In the areas that relate to the wider concept of bioethics, conflicts of interest in the field of research, but also scientific education, are still being given insufficient attention.
Conclusion
Freedom in teaching is a valuable commodity. Scientific education must aim to be objective and committed to the truth. In the field of medicine, educators must teach these responsibilities and must convey the altruistic motivations of the profession because increasing commercialism risks the pursuit of these goals insofar as it creates various conflicts of interest.
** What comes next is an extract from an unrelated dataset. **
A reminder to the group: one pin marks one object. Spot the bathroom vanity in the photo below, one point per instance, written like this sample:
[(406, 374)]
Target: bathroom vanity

The most important measure to be taken is therefore transparency: financial relationships underlying the receipt of advantages from product manufacturers must be made known. Further, how to deal with conflicts of interest must be made the subject of academic teaching, at the university and postgraduate training levels. Not the least, it is important to strengthen academic attitudes of physicians and scientists. It is in the public interest that in any given country the vast proportion of institutions offering academic education and postgraduate training are independently financed. There must be adequate offers for education to indemnify against the effects of commercial interests; it is only then that an independent education can be guaranteed.
Despite overwhelming evidence of the unwanted effects of commercialism in science education, there are no structures in place to guarantee with any reasonable certainty that education remains objective, seeks the truth, and strengthens altruism which are held to be its core virtues.